Dengan penandatanganan enam paket tersebut, total 26 dari 28 paket pekerjaan Tahap II (2025–2028) telah ditandatangani. Paket yang sudah diteken terdiri atas 14 paket pembangunan fisik dan 12 paket manajemen konstruksi/supervisi. Capaian ini menandai kesiapan Otorita IKN memasuki fase pelaksanaan konstruksi yang lebih intensif, terencana, dan terintegrasi.

Enam paket supervisi yang ditandatangani meliputi supervisi pembangunan jalan kawasan kompleks legislatif, jalan kawasan kompleks yudikatif, jalan kawasan pendukung, Embung 1B, Embung 1C, serta pembangunan kolam retensi. Seluruh paket mencakup penugasan tenaga ahli dan tenaga pendukung untuk memastikan pekerjaan sesuai standar mutu, tepat waktu, serta pengelolaan anggaran yang akuntabel.

Rincian enam paket supervisi tersebut adalah: supervisi pembangunan jalan kawasan kompleks legislatif dengan dukungan 28 personel dan masa kerja Desember 2025 hingga Oktober 2027 melalui kerja sama operasi (KSO) PT. Agrinas Jaladri Nusantara (Persero), PT. Formasi Empat Polaselaras Konsultan, dan PT. Aksara Karya Konsultan; supervisi pembangunan jalan kawasan kompleks yudikatif melibatkan 23 personel dengan masa kerja Desember 2025 sampai Desember 2027 melalui KSO PT. Perentjana Djaja dan PT. Disiplan Consult; serta supervisi pembangunan jalan kawasan pendukung dengan 25 personel untuk periode Desember 2025 hingga Desember 2027 melalui KSO PT. Formasi Empat Polaselaras Konsultan, PT. Agrinas Jaladri Nusantara (Persero), dan PT. Pola Teknik Konsultan.

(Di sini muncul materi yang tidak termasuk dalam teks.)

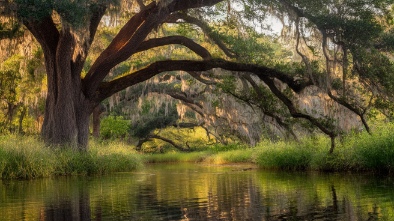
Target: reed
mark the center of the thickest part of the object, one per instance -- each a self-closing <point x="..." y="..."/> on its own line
<point x="28" y="158"/>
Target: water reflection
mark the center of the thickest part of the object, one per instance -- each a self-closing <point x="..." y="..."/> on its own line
<point x="198" y="192"/>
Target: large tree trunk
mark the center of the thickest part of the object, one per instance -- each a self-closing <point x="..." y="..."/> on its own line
<point x="66" y="120"/>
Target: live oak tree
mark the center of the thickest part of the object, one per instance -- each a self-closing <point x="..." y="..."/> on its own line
<point x="66" y="29"/>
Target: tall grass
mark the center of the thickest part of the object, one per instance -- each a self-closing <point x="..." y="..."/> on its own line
<point x="27" y="158"/>
<point x="354" y="152"/>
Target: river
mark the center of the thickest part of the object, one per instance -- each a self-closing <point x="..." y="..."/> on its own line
<point x="200" y="192"/>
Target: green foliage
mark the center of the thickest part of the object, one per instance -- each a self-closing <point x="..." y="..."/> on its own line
<point x="114" y="127"/>
<point x="152" y="121"/>
<point x="28" y="158"/>
<point x="71" y="11"/>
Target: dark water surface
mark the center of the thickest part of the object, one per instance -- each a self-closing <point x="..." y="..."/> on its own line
<point x="200" y="192"/>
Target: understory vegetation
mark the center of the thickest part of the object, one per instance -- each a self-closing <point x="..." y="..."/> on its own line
<point x="28" y="158"/>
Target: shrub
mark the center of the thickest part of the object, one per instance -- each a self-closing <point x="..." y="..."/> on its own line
<point x="114" y="127"/>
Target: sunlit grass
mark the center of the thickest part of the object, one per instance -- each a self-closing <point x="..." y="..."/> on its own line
<point x="27" y="158"/>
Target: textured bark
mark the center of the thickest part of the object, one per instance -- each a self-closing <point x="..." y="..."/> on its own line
<point x="96" y="119"/>
<point x="66" y="120"/>
<point x="71" y="100"/>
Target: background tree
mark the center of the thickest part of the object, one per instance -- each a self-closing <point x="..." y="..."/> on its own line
<point x="324" y="38"/>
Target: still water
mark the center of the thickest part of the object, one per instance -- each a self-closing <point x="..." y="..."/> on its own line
<point x="200" y="192"/>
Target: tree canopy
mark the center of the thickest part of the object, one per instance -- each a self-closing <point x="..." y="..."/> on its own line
<point x="339" y="51"/>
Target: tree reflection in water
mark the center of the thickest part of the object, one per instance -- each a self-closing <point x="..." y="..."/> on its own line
<point x="200" y="193"/>
<point x="74" y="207"/>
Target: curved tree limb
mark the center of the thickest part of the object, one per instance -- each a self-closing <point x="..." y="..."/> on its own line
<point x="206" y="29"/>
<point x="181" y="40"/>
<point x="155" y="136"/>
<point x="106" y="89"/>
<point x="131" y="36"/>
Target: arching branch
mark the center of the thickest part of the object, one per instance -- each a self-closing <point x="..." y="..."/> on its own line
<point x="155" y="136"/>
<point x="181" y="40"/>
<point x="205" y="28"/>
<point x="106" y="89"/>
<point x="133" y="33"/>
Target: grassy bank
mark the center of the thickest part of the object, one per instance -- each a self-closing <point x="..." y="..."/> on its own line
<point x="355" y="152"/>
<point x="28" y="158"/>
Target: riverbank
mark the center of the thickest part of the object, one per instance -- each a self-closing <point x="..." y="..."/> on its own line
<point x="359" y="152"/>
<point x="28" y="158"/>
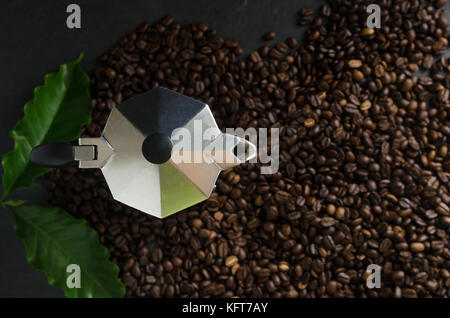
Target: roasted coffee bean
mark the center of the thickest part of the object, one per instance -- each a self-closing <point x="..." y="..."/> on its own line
<point x="364" y="161"/>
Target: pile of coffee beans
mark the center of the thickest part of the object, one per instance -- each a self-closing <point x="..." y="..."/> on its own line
<point x="364" y="119"/>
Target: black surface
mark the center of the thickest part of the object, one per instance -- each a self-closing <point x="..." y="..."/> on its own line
<point x="35" y="40"/>
<point x="157" y="148"/>
<point x="160" y="110"/>
<point x="56" y="154"/>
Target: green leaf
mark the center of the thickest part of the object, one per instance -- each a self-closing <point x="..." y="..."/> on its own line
<point x="54" y="239"/>
<point x="58" y="111"/>
<point x="14" y="203"/>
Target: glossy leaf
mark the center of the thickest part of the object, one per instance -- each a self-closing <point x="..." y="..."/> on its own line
<point x="58" y="111"/>
<point x="54" y="240"/>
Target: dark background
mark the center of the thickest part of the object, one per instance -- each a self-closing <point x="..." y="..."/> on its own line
<point x="35" y="40"/>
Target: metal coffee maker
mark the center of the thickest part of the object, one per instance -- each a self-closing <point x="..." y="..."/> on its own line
<point x="136" y="152"/>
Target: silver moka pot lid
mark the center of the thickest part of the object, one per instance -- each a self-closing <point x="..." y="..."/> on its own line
<point x="151" y="153"/>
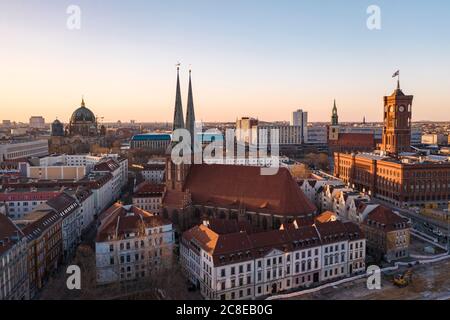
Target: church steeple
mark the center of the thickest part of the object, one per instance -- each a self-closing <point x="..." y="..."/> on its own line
<point x="334" y="116"/>
<point x="190" y="114"/>
<point x="178" y="121"/>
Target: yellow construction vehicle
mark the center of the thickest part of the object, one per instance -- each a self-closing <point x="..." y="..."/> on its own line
<point x="402" y="280"/>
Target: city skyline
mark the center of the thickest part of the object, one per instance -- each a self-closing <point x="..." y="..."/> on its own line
<point x="126" y="70"/>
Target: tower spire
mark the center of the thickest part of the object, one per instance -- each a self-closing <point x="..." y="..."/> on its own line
<point x="190" y="114"/>
<point x="178" y="121"/>
<point x="334" y="116"/>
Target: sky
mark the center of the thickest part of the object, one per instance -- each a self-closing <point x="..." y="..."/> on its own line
<point x="262" y="58"/>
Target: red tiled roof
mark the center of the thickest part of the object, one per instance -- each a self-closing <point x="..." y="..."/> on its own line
<point x="326" y="217"/>
<point x="119" y="220"/>
<point x="231" y="186"/>
<point x="241" y="246"/>
<point x="109" y="165"/>
<point x="146" y="189"/>
<point x="383" y="218"/>
<point x="8" y="231"/>
<point x="354" y="140"/>
<point x="224" y="226"/>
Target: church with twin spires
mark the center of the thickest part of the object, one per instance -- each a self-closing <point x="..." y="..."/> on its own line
<point x="395" y="172"/>
<point x="197" y="192"/>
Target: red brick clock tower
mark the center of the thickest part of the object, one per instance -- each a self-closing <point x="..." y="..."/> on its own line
<point x="397" y="123"/>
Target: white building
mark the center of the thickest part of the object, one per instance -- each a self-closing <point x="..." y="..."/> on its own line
<point x="13" y="262"/>
<point x="69" y="209"/>
<point x="153" y="173"/>
<point x="300" y="119"/>
<point x="131" y="244"/>
<point x="232" y="263"/>
<point x="288" y="135"/>
<point x="37" y="122"/>
<point x="18" y="149"/>
<point x="317" y="135"/>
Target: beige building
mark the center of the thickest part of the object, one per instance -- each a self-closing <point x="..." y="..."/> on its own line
<point x="388" y="234"/>
<point x="56" y="172"/>
<point x="131" y="244"/>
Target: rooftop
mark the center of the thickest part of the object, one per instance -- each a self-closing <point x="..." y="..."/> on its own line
<point x="152" y="136"/>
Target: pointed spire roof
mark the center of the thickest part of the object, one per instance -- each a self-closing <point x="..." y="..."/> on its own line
<point x="178" y="121"/>
<point x="334" y="116"/>
<point x="190" y="114"/>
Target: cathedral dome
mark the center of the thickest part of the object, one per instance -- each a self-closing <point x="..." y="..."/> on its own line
<point x="83" y="122"/>
<point x="82" y="114"/>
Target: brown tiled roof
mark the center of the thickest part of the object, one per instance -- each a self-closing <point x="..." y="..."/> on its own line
<point x="224" y="226"/>
<point x="119" y="220"/>
<point x="333" y="231"/>
<point x="36" y="228"/>
<point x="109" y="165"/>
<point x="154" y="167"/>
<point x="241" y="246"/>
<point x="8" y="232"/>
<point x="174" y="198"/>
<point x="146" y="189"/>
<point x="383" y="218"/>
<point x="232" y="186"/>
<point x="355" y="140"/>
<point x="326" y="217"/>
<point x="64" y="204"/>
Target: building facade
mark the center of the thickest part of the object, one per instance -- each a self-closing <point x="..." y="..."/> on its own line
<point x="234" y="264"/>
<point x="131" y="244"/>
<point x="19" y="150"/>
<point x="13" y="262"/>
<point x="148" y="197"/>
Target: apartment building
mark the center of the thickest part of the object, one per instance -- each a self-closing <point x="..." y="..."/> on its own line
<point x="44" y="246"/>
<point x="388" y="234"/>
<point x="21" y="201"/>
<point x="13" y="261"/>
<point x="148" y="197"/>
<point x="131" y="244"/>
<point x="237" y="263"/>
<point x="12" y="150"/>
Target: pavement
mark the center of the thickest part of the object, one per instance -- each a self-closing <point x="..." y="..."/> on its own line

Selain itu, supervisi pembangunan Embung 1B melibatkan 36 personel dengan masa kerja Desember 2025 sampai November 2027 melalui KSO PT. Rayakonsult dan PT. Caturbina Guna Persada. Supervisi pembangunan Embung 1C juga melibatkan 36 personel untuk periode Desember 2025 hingga November 2027 melalui KSO PT. Mitra Utama Kenzo, PT. Agrinas Palma Nusantara (Persero), dan PT. Antusias Raya. Adapun supervisi pembangunan kolam retensi melibatkan 34 personel dengan masa kerja Desember 2025 sampai November 2027 melalui KSO PT. Rayakonsult, PT. Hilmy Anugerah, dan PT. Caturbina Guna Persada.

Sekretaris Otorita IKN Bimo Adi Nursanthyasto menegaskan pelaksanaan supervisi harus berpedoman pada kontrak dan prinsip profesionalitas. Ia menyatakan bahwa ruang lingkup supervisi dalam kontrak tidak boleh diubah, dan jika terjadi penyimpangan lebih dari 10 persen kontrak dapat diterminasi. Bimo juga menekankan pentingnya laporan yang jelas, kehadiran yang dilakukan secara digital, serta kewajiban tenaga ahli dan pendukung berada di lokasi.

Menurut Bimo, seluruh pekerjaan pembangunan IKN mengarah pada satu tujuan, yakni memastikan Nusantara siap berfungsi sebagai Ibu Kota Politik pada 2028 sesuai amanat Peraturan Presiden Nomor 79 Tahun 2025.

Melalui penandatanganan enam paket supervisi ini, Otorita IKN menyatakan komitmennya untuk menjaga pembangunan berjalan tepat waktu, berkualitas, dan berkelanjutan melalui pengawasan yang kuat dan kolaborasi para pemangku kepentingan.